Jesska Denise is an Irish beauty, fashion and lifestyle blog

24.5.19

A Letter to My Body,

a letter to my body anorexia

I'm sorry. Sorry that I have continuously tried to destroy you. For pushing you to your limits. For ignoring your warning signals and going against them.

I'm sorry. Sorry that instead of providing you with proper nutrition I deprived you of it. That on a quest for control and safety I pushed you to pull from reserves and ration. To shut down what you didn't think were important right now to power the things that were. That every morsel of food was like gold dust in a mind consumed by calorific currency.

I'm sorry. Sorry that I made you run. Run for hours on end whilst you screamed at me to stop. That I told you to get it together we're not finished yet. That we needed to do another 1,000 steps, another 10mins, another. Any excuse to keep moving. And not enough fuel to power you.

I'm sorry. Sorry that I kept you up all night. That getting 5,000 steps before we could sleep became the norm and sleep itself become so foreign that it was something to fear. That the fear became so consuming I added marks to your surface in an attempt to make sense of it. That because I couldn't find my voice and the proper words, your surface says everything I couldn't permanently and will only fade with time.

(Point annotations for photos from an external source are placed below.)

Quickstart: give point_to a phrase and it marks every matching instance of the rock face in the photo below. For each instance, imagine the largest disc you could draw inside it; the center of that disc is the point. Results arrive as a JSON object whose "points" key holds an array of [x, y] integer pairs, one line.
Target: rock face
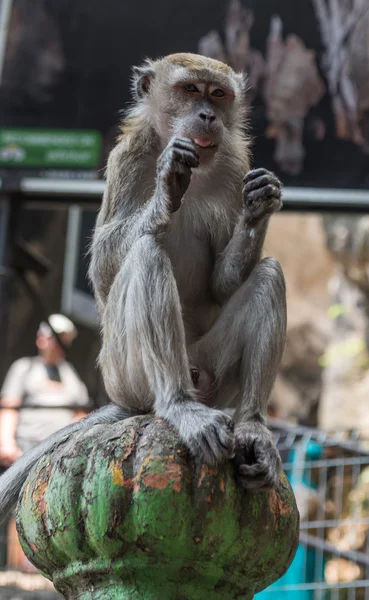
{"points": [[123, 512]]}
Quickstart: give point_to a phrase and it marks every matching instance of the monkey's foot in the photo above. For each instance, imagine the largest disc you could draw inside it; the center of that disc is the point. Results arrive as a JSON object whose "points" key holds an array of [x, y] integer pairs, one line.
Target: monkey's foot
{"points": [[208, 433], [261, 194], [257, 459]]}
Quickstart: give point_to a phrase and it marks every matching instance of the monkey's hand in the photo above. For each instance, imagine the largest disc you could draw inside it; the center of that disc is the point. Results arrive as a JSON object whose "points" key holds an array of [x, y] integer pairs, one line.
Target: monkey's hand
{"points": [[257, 459], [261, 194], [174, 170], [208, 433]]}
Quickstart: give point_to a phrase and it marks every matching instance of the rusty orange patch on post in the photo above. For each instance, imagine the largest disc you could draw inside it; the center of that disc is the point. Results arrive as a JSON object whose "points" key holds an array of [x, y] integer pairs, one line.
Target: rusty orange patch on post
{"points": [[160, 481]]}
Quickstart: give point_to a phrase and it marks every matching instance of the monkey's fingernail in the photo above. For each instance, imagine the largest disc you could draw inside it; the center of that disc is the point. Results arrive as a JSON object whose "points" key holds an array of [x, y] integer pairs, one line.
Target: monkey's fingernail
{"points": [[195, 374]]}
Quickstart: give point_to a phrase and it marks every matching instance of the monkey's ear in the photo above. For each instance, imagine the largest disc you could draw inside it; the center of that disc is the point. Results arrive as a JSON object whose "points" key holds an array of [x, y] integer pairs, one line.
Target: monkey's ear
{"points": [[142, 78]]}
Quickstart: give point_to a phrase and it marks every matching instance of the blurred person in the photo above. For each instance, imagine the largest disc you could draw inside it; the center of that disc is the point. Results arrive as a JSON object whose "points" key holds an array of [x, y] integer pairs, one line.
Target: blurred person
{"points": [[51, 395]]}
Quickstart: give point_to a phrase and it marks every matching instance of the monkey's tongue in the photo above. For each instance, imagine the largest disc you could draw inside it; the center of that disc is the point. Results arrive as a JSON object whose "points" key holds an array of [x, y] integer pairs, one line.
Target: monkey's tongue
{"points": [[202, 143]]}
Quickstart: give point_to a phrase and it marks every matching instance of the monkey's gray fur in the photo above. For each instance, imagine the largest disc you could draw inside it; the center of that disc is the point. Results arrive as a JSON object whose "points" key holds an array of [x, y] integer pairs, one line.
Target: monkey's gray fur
{"points": [[192, 319]]}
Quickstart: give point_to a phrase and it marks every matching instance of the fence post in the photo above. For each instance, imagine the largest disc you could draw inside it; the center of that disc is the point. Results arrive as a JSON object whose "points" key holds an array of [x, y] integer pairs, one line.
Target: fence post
{"points": [[122, 512]]}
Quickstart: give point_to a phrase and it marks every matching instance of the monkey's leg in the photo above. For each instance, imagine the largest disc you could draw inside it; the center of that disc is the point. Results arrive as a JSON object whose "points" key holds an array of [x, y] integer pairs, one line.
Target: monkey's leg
{"points": [[144, 356], [243, 350]]}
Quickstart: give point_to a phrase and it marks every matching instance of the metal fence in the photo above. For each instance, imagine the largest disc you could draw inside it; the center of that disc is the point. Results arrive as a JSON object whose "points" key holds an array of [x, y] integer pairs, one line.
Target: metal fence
{"points": [[330, 477]]}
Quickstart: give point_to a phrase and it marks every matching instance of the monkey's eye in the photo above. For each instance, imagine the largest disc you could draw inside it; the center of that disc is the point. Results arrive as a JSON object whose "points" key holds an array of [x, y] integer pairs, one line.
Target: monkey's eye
{"points": [[190, 88], [218, 93]]}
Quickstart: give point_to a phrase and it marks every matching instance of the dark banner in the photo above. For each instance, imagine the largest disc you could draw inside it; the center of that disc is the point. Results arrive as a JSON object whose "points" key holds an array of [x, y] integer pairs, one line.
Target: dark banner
{"points": [[66, 69]]}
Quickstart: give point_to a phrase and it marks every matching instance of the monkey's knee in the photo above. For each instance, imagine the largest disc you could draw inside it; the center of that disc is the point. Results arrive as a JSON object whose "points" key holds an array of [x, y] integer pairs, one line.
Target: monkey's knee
{"points": [[270, 275]]}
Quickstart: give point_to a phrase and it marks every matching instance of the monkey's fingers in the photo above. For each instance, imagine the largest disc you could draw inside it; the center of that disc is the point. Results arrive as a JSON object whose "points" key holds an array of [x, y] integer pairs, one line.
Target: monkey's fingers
{"points": [[256, 173], [185, 144], [262, 182], [184, 156]]}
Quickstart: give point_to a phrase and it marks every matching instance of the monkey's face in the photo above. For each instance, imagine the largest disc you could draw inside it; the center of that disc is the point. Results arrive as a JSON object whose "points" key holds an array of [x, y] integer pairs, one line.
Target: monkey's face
{"points": [[195, 97]]}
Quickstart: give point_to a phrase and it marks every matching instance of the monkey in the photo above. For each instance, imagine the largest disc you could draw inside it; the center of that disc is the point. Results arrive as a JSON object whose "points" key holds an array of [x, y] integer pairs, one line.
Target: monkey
{"points": [[193, 319]]}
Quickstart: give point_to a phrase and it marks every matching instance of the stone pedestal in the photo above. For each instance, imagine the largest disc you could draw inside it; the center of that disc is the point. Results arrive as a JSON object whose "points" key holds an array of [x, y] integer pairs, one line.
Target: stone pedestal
{"points": [[123, 512]]}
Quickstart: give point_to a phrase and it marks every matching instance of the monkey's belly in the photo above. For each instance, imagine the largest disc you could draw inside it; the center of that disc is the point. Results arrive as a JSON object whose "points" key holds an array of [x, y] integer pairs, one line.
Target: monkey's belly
{"points": [[198, 320]]}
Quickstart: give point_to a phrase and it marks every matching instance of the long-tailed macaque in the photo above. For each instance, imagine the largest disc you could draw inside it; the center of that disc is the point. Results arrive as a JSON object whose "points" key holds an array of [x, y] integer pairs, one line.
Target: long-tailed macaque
{"points": [[192, 319]]}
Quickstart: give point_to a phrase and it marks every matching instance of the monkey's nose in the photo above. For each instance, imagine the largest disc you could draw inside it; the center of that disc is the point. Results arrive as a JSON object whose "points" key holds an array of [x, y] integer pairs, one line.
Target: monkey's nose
{"points": [[207, 116]]}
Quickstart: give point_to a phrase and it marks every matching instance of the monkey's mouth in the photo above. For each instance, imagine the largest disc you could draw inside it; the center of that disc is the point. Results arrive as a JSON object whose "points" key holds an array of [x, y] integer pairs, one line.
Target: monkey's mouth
{"points": [[204, 143]]}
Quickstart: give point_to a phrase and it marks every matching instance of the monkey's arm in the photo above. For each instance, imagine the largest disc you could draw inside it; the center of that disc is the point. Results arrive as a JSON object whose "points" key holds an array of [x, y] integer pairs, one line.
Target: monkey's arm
{"points": [[139, 199], [261, 197]]}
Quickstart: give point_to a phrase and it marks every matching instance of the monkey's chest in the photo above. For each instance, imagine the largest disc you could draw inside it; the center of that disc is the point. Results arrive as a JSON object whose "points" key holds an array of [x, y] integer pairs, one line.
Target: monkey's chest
{"points": [[192, 265]]}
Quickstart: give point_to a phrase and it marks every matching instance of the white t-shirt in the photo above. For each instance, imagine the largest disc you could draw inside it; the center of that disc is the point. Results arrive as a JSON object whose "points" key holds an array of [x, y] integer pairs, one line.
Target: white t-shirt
{"points": [[27, 380]]}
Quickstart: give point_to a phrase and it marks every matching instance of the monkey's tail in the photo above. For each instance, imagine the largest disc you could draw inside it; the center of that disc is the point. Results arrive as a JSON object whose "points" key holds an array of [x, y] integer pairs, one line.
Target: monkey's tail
{"points": [[12, 480]]}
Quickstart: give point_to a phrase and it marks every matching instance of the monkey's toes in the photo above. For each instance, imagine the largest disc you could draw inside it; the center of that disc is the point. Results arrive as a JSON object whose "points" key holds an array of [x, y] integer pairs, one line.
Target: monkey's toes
{"points": [[257, 463], [214, 441]]}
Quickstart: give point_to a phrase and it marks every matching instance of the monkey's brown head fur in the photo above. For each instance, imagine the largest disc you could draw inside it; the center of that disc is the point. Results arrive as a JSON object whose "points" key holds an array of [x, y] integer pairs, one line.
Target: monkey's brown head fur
{"points": [[190, 95]]}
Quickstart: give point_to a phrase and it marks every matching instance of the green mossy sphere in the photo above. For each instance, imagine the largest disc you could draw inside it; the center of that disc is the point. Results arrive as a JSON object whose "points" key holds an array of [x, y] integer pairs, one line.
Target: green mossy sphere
{"points": [[123, 512]]}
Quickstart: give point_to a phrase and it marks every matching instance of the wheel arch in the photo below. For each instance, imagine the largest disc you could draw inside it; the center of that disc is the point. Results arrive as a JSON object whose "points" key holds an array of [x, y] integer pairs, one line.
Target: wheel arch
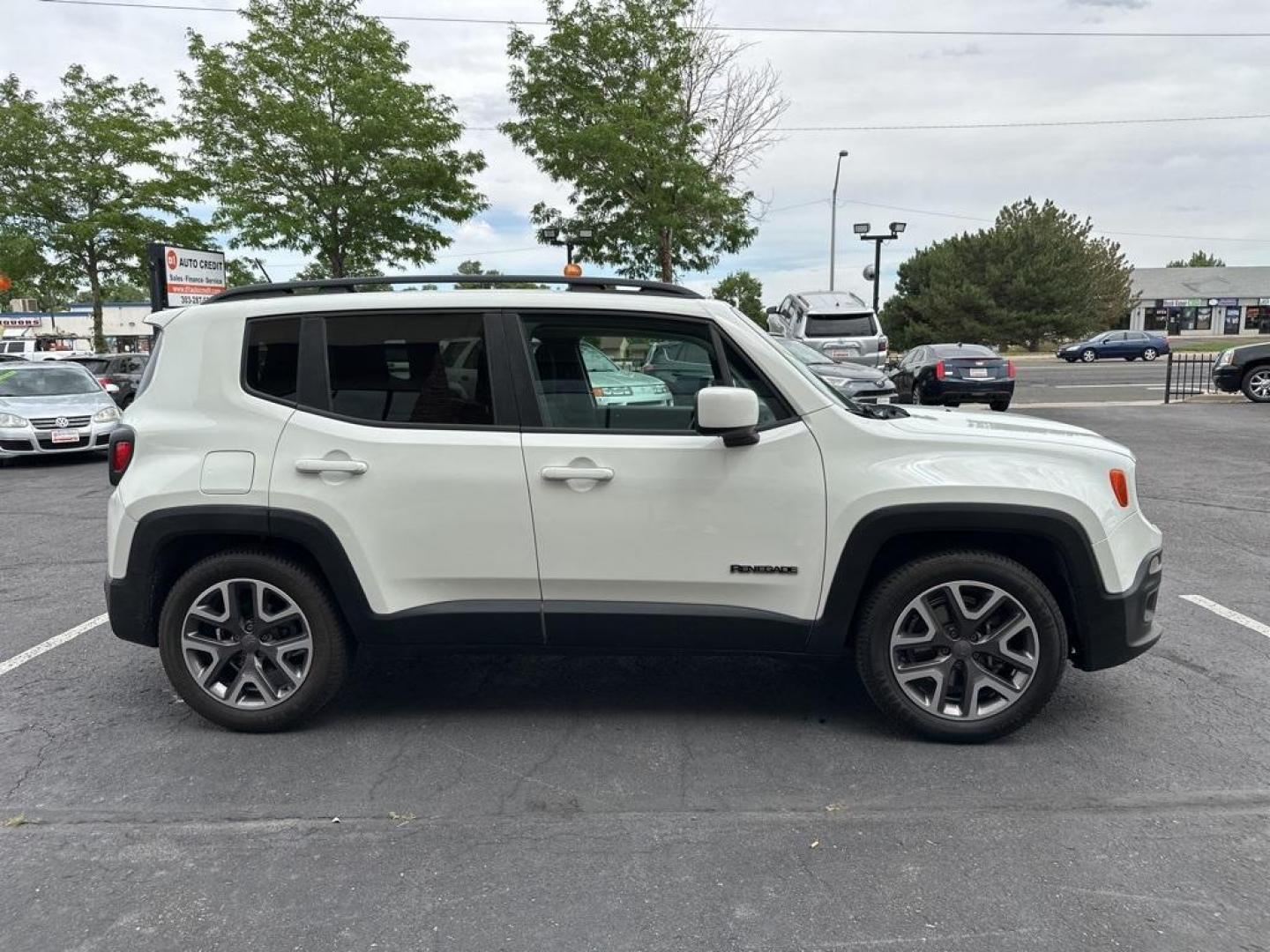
{"points": [[1048, 542], [167, 542]]}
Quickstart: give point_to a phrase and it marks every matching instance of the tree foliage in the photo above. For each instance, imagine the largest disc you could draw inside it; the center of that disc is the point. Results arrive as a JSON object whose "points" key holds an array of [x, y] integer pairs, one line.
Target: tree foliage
{"points": [[1198, 259], [90, 178], [744, 292], [311, 138], [1038, 274], [649, 123]]}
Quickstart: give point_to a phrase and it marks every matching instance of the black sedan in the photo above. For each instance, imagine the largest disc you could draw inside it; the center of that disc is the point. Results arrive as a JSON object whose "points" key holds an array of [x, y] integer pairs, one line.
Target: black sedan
{"points": [[1244, 368], [950, 375], [863, 383], [121, 369]]}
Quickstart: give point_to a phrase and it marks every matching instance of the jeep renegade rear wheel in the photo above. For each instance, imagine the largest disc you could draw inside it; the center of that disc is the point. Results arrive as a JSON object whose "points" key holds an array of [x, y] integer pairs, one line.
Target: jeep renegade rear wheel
{"points": [[961, 646], [251, 641]]}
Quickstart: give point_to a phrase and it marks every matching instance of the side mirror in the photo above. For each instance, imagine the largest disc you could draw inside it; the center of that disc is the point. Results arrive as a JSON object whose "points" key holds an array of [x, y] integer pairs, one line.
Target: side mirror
{"points": [[730, 413]]}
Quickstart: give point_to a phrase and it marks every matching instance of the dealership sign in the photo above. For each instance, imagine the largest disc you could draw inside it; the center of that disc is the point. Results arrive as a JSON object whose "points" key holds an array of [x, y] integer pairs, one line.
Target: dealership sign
{"points": [[184, 276]]}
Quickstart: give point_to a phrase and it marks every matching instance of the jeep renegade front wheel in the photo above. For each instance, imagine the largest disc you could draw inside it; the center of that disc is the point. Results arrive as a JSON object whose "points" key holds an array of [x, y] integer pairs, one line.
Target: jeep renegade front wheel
{"points": [[961, 646], [251, 641]]}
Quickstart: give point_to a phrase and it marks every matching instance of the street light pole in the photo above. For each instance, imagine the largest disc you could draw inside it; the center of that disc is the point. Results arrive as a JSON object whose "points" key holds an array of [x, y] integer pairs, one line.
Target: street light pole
{"points": [[833, 217], [863, 228]]}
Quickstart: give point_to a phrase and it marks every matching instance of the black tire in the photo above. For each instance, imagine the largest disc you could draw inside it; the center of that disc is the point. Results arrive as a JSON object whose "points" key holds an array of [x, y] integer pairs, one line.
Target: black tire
{"points": [[883, 614], [1256, 383], [332, 651]]}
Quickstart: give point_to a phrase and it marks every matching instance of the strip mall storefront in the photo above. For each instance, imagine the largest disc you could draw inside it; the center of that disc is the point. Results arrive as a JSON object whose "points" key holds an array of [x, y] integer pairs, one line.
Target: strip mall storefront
{"points": [[1206, 317]]}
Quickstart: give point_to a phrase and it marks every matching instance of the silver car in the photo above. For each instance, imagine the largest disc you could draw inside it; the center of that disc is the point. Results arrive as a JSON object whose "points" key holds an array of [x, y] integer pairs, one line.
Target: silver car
{"points": [[836, 323], [52, 406]]}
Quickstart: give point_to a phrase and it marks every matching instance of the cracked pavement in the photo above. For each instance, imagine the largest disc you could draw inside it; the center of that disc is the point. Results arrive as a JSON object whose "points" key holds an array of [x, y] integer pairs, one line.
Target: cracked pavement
{"points": [[646, 802]]}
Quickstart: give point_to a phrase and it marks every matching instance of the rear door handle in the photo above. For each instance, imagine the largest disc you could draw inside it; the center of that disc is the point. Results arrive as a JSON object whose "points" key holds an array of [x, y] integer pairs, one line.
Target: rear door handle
{"points": [[355, 467], [557, 473]]}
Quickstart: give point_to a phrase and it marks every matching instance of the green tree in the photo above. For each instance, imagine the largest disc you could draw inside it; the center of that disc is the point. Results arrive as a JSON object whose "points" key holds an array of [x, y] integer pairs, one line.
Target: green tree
{"points": [[649, 123], [744, 292], [1038, 274], [90, 176], [311, 138], [31, 273], [116, 290], [1198, 259]]}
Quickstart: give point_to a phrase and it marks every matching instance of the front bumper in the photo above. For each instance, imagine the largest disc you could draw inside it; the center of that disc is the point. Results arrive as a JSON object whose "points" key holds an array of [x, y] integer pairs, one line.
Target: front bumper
{"points": [[26, 441], [1117, 628], [1229, 378]]}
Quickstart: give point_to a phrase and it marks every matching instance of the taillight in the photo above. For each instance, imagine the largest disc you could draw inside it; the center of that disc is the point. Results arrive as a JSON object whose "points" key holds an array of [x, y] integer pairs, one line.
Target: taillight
{"points": [[1120, 487], [122, 446]]}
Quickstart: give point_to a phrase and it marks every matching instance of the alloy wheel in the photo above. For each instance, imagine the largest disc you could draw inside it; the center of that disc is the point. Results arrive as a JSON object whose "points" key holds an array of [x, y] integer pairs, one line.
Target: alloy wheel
{"points": [[964, 651], [1259, 383], [247, 643]]}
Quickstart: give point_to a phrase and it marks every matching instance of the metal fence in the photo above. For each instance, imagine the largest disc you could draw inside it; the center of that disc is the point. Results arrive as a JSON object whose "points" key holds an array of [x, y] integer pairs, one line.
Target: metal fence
{"points": [[1189, 375]]}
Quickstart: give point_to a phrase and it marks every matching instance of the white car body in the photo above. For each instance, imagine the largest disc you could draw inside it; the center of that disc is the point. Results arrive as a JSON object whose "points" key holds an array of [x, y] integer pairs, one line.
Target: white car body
{"points": [[450, 524]]}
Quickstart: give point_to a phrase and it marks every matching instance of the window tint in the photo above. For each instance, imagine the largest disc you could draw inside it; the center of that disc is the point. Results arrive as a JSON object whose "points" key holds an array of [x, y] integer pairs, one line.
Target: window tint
{"points": [[409, 368], [272, 357], [840, 325], [630, 376]]}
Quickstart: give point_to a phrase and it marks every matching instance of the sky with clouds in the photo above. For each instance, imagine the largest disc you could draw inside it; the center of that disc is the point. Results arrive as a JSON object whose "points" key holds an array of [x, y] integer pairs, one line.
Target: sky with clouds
{"points": [[1160, 190]]}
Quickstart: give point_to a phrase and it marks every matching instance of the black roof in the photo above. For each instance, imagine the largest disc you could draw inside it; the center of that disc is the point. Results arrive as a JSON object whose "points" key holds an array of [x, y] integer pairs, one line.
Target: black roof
{"points": [[626, 286]]}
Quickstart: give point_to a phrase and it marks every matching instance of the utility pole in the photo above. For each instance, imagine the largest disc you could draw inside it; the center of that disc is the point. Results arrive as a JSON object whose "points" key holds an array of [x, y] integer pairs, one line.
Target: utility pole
{"points": [[833, 217]]}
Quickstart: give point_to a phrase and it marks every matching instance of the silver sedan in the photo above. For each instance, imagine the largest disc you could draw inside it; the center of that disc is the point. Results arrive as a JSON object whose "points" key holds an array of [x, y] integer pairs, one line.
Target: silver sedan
{"points": [[52, 406]]}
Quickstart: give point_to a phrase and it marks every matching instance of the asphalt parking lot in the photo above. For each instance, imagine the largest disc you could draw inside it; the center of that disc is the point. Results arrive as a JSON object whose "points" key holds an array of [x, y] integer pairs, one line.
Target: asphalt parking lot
{"points": [[652, 804]]}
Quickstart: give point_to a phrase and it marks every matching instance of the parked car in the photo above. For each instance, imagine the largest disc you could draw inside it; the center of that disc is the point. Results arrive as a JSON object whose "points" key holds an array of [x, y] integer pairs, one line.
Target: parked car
{"points": [[121, 369], [836, 323], [297, 479], [950, 375], [1244, 368], [52, 407], [1127, 344], [868, 385]]}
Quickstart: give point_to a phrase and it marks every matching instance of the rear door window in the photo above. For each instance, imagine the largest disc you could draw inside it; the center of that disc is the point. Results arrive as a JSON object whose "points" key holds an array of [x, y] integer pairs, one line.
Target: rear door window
{"points": [[272, 360]]}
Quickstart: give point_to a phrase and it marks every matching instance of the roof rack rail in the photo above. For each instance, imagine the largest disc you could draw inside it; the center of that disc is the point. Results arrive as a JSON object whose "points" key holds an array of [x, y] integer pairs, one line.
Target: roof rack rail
{"points": [[625, 286]]}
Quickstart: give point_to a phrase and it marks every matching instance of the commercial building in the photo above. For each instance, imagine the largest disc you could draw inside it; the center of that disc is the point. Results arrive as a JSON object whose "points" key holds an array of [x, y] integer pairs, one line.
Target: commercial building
{"points": [[1201, 301], [122, 323]]}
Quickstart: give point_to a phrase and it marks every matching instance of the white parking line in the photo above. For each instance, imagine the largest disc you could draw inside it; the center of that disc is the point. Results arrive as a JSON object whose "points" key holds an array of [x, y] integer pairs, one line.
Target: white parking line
{"points": [[5, 666], [1229, 614]]}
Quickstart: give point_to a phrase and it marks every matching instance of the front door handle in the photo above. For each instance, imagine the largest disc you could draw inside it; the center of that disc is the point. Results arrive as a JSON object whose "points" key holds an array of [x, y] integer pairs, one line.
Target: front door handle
{"points": [[559, 473], [355, 467]]}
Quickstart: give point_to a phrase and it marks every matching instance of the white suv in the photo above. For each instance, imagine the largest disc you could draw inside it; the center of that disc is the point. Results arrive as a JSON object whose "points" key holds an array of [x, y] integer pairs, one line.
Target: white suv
{"points": [[303, 472]]}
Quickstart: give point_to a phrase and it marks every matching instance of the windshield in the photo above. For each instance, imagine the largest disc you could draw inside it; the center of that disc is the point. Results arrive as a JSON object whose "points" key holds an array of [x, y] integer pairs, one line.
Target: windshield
{"points": [[596, 361], [857, 325], [804, 353], [46, 381], [93, 365]]}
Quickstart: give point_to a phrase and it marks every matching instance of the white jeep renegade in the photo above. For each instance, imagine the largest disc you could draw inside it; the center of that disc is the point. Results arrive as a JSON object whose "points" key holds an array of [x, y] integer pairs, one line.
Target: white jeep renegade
{"points": [[305, 471]]}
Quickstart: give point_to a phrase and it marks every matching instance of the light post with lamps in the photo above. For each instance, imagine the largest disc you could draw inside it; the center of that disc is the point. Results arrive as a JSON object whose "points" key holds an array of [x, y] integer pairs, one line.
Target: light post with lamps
{"points": [[556, 236], [833, 217], [862, 228]]}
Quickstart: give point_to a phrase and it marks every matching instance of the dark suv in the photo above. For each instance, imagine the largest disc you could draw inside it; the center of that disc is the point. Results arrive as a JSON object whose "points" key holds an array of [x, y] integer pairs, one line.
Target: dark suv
{"points": [[1244, 368], [121, 369]]}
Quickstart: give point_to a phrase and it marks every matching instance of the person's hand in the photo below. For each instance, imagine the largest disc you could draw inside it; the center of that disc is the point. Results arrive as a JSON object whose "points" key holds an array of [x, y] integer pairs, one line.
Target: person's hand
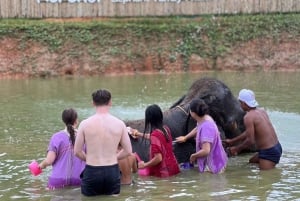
{"points": [[180, 139], [193, 158], [141, 165], [231, 151], [226, 142], [133, 132]]}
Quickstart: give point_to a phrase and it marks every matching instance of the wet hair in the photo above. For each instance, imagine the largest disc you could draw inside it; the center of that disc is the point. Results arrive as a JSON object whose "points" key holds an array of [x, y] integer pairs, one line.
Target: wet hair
{"points": [[199, 107], [154, 120], [101, 97], [69, 117]]}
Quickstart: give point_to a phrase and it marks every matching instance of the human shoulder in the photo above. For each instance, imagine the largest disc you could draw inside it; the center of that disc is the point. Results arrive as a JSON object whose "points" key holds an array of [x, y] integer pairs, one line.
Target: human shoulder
{"points": [[59, 134]]}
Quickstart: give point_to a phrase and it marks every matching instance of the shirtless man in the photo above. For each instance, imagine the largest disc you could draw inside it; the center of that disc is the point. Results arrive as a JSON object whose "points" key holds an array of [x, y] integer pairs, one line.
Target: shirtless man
{"points": [[101, 133], [259, 131]]}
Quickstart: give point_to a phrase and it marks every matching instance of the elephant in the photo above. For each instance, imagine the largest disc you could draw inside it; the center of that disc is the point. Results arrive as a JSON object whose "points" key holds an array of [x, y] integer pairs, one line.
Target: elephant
{"points": [[223, 107]]}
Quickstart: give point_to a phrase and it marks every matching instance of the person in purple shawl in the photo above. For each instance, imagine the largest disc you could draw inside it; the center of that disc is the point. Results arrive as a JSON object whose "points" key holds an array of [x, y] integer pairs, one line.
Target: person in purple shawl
{"points": [[210, 154], [66, 167]]}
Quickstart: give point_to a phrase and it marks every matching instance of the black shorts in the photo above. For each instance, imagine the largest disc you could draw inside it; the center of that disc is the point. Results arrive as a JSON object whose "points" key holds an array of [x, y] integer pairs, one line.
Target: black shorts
{"points": [[100, 180], [272, 154]]}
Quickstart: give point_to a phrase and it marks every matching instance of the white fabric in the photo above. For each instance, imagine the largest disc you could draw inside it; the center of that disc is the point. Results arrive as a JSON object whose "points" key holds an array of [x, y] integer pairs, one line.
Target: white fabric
{"points": [[248, 97]]}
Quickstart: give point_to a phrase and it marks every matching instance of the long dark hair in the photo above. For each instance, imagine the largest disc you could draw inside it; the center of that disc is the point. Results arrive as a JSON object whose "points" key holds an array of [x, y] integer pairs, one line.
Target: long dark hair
{"points": [[69, 116], [154, 120]]}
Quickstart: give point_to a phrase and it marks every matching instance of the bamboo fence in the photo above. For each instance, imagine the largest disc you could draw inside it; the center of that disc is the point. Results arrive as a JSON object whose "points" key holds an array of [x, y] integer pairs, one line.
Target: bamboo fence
{"points": [[136, 8]]}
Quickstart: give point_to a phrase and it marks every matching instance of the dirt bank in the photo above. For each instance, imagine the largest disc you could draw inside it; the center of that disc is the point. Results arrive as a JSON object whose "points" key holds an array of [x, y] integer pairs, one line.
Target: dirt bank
{"points": [[127, 54]]}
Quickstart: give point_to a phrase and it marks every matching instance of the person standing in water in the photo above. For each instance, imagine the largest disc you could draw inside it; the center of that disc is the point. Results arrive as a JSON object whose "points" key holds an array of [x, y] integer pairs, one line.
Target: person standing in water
{"points": [[163, 162], [66, 167], [102, 133], [259, 132], [210, 154]]}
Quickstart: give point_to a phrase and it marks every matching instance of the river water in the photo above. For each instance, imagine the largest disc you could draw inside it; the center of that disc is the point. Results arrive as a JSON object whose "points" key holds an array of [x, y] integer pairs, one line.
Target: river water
{"points": [[31, 113]]}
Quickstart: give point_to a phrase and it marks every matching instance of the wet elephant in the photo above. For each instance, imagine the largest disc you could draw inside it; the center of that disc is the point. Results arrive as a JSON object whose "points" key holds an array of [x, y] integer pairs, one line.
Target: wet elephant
{"points": [[224, 108]]}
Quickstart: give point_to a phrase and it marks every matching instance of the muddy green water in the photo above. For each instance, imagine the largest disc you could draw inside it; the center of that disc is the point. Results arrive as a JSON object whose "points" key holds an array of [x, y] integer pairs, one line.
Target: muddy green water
{"points": [[31, 112]]}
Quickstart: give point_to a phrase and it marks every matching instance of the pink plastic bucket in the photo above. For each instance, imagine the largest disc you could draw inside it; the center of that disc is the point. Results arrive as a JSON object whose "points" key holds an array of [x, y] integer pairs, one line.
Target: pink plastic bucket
{"points": [[144, 171], [34, 168]]}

I'm sorry. Sorry that you screamed for help and tried to hit the breaks. That you roared at me to stop and only got louder. That dizziness, bruising and coldness were red lights and I ran straight through them with no thought of repercussions. The burns because you felt the heat on the outside but I couldn't feel it inside. That my bones became a source of calcium, and now they're thin as paper.

I'm sorry. Sorry that you're haunted by memories. That you will bear the brunt of them and this reach for control and manipulation for years to come. That even though you'll think it's the end that someday without knowing, you will be reminded. A pair of jeans, a glimpse of the mirror, happiness cannot be found in numbers and perfection.

I'm sorry. Sorry for starving you, overworking you, hurting you. For being unkind to you. You deserved better. You are my only home, and I tried to burn you down with us both inside. But despite the roaring flames, you kept us safe, the fire is now burning out and now it's time to rebuild.